Between the years of 1960 and 1974, Spanish lawyer and feminist activist Lidia Falcón O’Neill was detained seven times by security police on behalf of the Franco government, because of her protests against the regime. On five of these occasions, she alleges that she was brutally tortured, including being hung from a hook in the ceiling and beaten in a way that specifically targeted her reproductive organs. On 26 October 2018, Argentinean judge Maria Servini de Cubria announced that she was formally opening an investigation into these crimes as well as crimes of gender-based violence against five other women, allegedly committed during the Franco dictatorship in Spain.
These crimes include rape, torture, forced abortions and the abduction of children of women political prisoners. On the subject of child abduction alone, it is contended that between 100 000-200 000 women were affected. The claim, originally filed in 2016, is the first to specifically ask a court to consider the gendered impact of the Franco regime and has been brought by Spanish NGO Women’s Link Worldwide on behalf of the six women. Now at age 82, Lidia Falcón O’Neill is the only one who remains alive. In order to open this investigation, Judge Servini de Cubria relied on doctrine of universal jurisdiction, which permits the prosecution of serious human rights violations outside the country in which they occurred.
This claim is part of a larger investigation into Franco-era human rights abuses, first opened in Argentina by Judge Servini de Cubria in 2010. Judge Servini de Cubria wrote to the Spanish government and asked if it was investigating allegations of crimes against humanity and genocide and indicated that if Spain was not planning to do so, she would try these crimes in Argentina. In 2014, she issued arrest and extradition warrants to initiate these proceedings. This development follows an extensive history of activism from victims’ groups and women’s NGOs who have long sought justice and accountability from the Spanish Government without success. Spanish courts have so far refused to hear cases of this type, relying upon a controversial 1977 law which guarantees amnesty for politically motivated crimes during the Franco regime, even going as far to criminally charge a magistrate who attempted to do so. Victims’ groups say that this law was negotiated without considering their interests, and until it is overturned, leaves victims with little recourse other than pursuing claims through universal jurisdiction.
Crimes of gender-based violence have been successfully prosecuted through universal jurisdiction in only one instance previously: the case of the former President of Chad, Hissène Habré. Relying on sexual violence jurisprudence from the International Criminal Tribunals for Rwanda and the former Yugoslavia, the Extraordinary African Chambers in the courts of Senegal convicted Hissène Habré of war crimes, crimes against humanity and torture, which included acts of rape and sexual enslavement committed by soldiers acting on his orders.

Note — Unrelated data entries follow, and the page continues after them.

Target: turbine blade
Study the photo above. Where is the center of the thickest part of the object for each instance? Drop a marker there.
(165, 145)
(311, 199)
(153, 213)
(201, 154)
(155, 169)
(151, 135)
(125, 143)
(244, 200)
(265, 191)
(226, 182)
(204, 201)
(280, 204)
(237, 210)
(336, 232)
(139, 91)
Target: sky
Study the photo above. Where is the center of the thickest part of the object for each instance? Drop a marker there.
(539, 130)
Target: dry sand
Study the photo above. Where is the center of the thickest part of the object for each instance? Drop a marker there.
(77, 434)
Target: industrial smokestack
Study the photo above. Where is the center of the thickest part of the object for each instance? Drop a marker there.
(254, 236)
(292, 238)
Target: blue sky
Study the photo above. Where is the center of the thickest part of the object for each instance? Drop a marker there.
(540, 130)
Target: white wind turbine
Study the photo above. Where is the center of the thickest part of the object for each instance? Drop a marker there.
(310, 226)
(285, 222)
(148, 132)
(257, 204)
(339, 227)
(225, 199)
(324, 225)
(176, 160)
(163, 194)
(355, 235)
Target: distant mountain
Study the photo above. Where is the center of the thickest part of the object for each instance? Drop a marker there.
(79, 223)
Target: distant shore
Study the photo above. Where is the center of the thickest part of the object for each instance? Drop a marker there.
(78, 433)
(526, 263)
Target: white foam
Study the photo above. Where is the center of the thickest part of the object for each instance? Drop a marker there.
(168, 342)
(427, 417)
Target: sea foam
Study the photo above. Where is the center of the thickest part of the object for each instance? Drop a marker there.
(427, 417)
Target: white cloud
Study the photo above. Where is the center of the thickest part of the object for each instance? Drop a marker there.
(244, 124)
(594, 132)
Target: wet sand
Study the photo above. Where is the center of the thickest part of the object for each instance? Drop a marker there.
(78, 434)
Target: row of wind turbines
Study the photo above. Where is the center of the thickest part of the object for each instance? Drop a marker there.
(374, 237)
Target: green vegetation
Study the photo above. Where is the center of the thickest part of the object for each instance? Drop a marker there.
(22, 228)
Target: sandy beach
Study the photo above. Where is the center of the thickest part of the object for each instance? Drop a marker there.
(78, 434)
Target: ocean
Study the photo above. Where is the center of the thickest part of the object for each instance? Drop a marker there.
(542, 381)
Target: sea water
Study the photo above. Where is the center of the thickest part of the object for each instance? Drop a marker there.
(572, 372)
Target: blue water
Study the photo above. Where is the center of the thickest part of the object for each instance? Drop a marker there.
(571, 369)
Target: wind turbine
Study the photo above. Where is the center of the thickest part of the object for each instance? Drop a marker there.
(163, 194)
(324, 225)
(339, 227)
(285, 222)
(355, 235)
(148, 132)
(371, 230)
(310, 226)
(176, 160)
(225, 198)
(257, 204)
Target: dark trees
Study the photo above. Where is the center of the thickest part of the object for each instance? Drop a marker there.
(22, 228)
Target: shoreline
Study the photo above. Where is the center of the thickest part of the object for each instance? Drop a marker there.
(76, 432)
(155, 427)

This was upheld on appeal and he was sentenced to life imprisonment and ordered to pay reparations to victims.
In its 16 years of operation, the International Criminal Court (ICC) has thus far not managed to achieve a single conviction for crimes of gender-based violence, leading to what scholars have called a ‘gender injustice cascade’. This suggests that activists and victims’ groups should look elsewhere to achieve justice for these crimes, as the ICC has not proved itself to be a reliable forum for prosecution. In instances where domestic courts have failed to act or where the International Criminal Court does not have jurisdiction or has failed to secure convictions, invoking the doctrine of universal jurisdiction to achieve accountability for crimes of gender-based violence is a novel and welcomed development. While it remains to be seen whether justice will be delivered through this avenue to Lidia Falcón O’Neill and the families of the other five women, victims’ groups are pleased that a court has finally agreed to investigate these crimes. The case is also an important test regarding the viability of universal jurisdiction to achieve justice for crimes of gender-based violence, or whether the Hissèné Habré conviction was simply a once-off anomaly.